HotCSE Seminar
Computational Science & Engineering
Wednesday September 23, 11am-12pm, 1116-W Klaus

Sparse Hierarchical Tucker Factorization and its Application to Healthcare

Ioakeim (Kimis) Perros
Advisor: Prof. Jimeng Sun


This work introduces a new tensor factorization method, called the Sparse Hierarchical-Tucker (Sparse H-Tucker), for sparse and high-order data tensors. Sparse H-Tucker is inspired by its namesake, the classical Hierarchical Tucker method, which aims to compute a tree-structured factorization of an input data set that may be readily interpreted by a domain expert. However, Sparse H-Tucker uses a nested sampling technique to overcome a key scalability problem in Hierarchical Tucker, which is the creation of an unwieldy intermediate dense core tensor; the result of our approach is a faster, more space-efficient, and more accurate method.
We extensively test our method on a real healthcare dataset, which is collected from 30K patients and results in an 18th order sparse data tensor. Unlike competing methods, Sparse H-Tucker can analyze the full data set on a single multi-threaded machine. It can also do so more accurately and in less time than the state-of-the-art: on a 12th order subset of the input data, Sparse H-Tucker is 18x more accurate and 7.5x faster than a previously state-of-the-art method. Even for analyzing low order tensors (e.g., 4-order), our method requires close to an order of magnitude less time and over two orders of magnitude less memory, as compared to traditional tensor factorization methods such as CP and Tucker. Moreover, we observe that Sparse H-Tucker scales nearly linearly in the number of non-zero tensor elements. The resulting model also provides an interpretable disease hierarchy, which is confirmed by a clinical expert.

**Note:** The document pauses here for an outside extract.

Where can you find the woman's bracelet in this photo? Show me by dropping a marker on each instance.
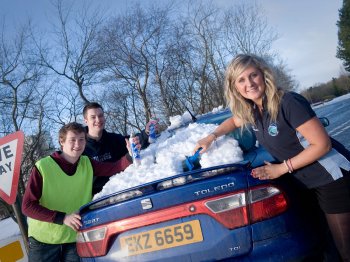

Ioakeim (Kimis) Perros earned the Diploma and M. Sc. degrees in Electronic & Computer Engineering from the Technical University of Crete, Greece, in 2012 and 2014 respectively. Currently, he is with the SunLab group, working as a Research Assistant and pursuing a Ph.D. degree in Computational Science & Engineering from the Georgia Institute of Technology. His general research interests span the areas of Data Mining, Machine Learning and Healthcare Analytics. His current research focus is on developing knowledge extraction methods for high-dimensional healthcare and biological data.